Every day we are presented with ‘local’ television news, ‘local’ radio programmes and ‘local’ websites, dedicated specifically for you and people from where you are from. But who decides what local is and how do they establish it?
In a recent Coventry Conversation, speakers from within the industry were invited to give students and professionals an insight into how they decide what is put into their programmes and newspapers when the audience is ‘local’.
Coventry Telegraph Editor, Darren Parkin, said that the newspaper thinks that “community is local” and that he feels it is important that the newspaper is “prominent in the community”. He described newspapers as a “collection of knowledge” and in order to gather this knowledge, reporters have to “listen to what people want”.
Steve Orchard, the CEO of Touch FM, said that “local is in the eye of the beholder” and that what one person may see as local, another person may not. He also said that he believed the main factors which people use local radio for in particular, was the weather and travel, as well as “news which is relevant to me”. There is also a sense of emotion in which journalists need to “engage with the audience, have a sense of emotion and a sense of place”.
CEO of Mercia and Orion, Phil Riley, echoed the views of Steve Orchard, in that local has different connotations to different people. Although the radio station recently moved out of its buildings within Coventry, Riley remained certain that the programmes “will remain local”. Riley explained why the company had to move out of its buildings in Coventry and make the move to nearby Birmingham, with the main factor echoing a common theme across the journalism industry at the moment – a lack of money.
Someone who doesn’t have to worry about money so much is the Managing Director of BBC Coventry and Warwickshire, Jeremy Pollock who added that “speech radio is very expensive to produced”, although as part of the BBC, the radio station gets a proportion of money to help with costs. He also described how the radio station has a “utility switch on”, where “people turn on the radio to hear the weather and travel and then switch off”, much like what Steve Orchard had previously been describing.

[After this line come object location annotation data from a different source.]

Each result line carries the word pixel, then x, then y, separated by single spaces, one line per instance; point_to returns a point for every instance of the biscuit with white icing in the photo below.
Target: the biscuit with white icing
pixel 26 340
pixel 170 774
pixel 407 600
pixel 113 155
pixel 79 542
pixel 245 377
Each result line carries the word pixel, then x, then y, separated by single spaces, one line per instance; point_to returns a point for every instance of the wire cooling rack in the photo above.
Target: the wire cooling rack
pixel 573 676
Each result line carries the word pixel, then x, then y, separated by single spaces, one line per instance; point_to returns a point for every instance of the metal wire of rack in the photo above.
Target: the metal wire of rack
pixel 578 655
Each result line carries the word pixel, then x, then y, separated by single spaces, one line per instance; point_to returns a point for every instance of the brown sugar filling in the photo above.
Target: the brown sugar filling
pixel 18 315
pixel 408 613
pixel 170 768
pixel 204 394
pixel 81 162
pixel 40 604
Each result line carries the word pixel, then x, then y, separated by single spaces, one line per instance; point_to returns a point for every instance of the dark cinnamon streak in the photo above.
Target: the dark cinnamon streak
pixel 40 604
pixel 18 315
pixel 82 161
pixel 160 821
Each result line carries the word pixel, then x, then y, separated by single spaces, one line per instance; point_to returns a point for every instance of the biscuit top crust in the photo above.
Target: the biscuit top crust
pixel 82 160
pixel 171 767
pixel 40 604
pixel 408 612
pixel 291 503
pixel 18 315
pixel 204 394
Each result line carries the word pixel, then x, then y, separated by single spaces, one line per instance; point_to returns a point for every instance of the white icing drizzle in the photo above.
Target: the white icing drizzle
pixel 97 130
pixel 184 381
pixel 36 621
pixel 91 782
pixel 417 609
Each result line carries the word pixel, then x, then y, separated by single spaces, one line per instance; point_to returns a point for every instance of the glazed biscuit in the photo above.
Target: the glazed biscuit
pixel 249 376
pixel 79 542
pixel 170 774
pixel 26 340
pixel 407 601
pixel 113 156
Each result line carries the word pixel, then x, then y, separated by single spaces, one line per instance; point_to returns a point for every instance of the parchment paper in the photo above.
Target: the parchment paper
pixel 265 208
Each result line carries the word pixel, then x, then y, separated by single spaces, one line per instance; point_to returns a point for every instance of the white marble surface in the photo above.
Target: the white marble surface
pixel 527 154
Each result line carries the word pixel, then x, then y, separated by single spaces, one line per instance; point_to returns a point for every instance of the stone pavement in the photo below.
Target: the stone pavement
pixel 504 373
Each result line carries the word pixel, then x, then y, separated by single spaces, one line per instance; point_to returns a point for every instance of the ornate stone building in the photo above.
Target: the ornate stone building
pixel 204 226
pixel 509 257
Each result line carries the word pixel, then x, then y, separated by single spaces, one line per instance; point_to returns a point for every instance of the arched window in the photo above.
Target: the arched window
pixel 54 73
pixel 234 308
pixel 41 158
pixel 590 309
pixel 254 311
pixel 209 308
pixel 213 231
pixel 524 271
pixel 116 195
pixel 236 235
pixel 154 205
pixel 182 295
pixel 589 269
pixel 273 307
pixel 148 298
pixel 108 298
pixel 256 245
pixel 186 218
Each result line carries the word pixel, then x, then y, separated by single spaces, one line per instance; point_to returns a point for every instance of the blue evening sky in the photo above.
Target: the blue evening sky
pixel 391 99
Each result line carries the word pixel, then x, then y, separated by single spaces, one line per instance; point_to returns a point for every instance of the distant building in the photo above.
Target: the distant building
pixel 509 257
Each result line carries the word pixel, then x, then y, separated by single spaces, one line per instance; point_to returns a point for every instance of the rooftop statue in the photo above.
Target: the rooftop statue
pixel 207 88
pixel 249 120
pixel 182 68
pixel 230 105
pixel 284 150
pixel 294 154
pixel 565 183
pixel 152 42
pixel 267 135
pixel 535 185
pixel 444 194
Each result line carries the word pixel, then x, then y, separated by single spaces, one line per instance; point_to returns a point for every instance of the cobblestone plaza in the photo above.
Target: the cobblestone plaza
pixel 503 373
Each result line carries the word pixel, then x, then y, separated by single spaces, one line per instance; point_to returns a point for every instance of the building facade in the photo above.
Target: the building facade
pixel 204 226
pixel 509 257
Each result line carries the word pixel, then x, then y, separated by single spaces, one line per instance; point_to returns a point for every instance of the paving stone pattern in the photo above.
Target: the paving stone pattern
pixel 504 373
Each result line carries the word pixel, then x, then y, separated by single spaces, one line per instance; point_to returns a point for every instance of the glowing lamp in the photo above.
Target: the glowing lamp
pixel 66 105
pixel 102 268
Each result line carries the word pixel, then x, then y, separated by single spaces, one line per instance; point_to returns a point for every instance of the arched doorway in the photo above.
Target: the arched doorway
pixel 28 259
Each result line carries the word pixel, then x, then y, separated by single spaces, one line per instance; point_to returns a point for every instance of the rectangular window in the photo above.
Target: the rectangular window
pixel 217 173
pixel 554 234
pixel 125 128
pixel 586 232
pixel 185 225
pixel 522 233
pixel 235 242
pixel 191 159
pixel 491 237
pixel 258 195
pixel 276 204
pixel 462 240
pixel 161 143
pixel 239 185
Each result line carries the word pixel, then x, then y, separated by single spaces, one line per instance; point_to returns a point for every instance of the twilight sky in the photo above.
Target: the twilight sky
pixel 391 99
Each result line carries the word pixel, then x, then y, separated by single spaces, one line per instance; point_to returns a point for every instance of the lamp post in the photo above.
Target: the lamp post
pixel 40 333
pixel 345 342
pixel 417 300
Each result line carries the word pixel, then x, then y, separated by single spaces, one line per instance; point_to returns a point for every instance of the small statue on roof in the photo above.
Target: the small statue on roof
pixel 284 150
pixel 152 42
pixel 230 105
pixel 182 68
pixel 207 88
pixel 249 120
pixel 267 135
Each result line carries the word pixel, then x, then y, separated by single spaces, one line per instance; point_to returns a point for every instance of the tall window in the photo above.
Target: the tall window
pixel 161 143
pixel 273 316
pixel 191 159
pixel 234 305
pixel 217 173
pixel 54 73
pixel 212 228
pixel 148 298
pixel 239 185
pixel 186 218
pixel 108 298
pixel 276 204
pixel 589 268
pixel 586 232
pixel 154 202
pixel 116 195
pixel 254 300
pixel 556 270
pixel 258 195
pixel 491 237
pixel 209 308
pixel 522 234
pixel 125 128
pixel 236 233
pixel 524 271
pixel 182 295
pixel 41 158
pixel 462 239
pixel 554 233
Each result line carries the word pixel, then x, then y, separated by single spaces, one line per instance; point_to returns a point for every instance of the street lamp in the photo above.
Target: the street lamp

Neil Fowler, the Guardian Research Fellow at Nuffield College, Oxford, took a different approach to the topic, showing how local media directly affected him. He described ‘local’ as “a word which means different things to different people. For me, it is what affects me and my family directly.”
The founder and editor of Litchfield Live, Ross Hawkes, said: “I don’t think local newspapers are dying – they are evolving!” while Andrew Adamson, the General Manager of the Tenby Observer, said: “It is very easy for a journalist to sit at a computer waiting for the email which has news”. He said that he liked to encourage his reporters to go out and find the news for themselves, again echoing the views of Darren Parkin, that you need to get out into the communities to find the news for yourself.
All in all, the Conference was a huge success, leaving students pondering what local meant to them, and media professionals considering how they would be able to make their broadcast programmes or publications reflect more of a local angle.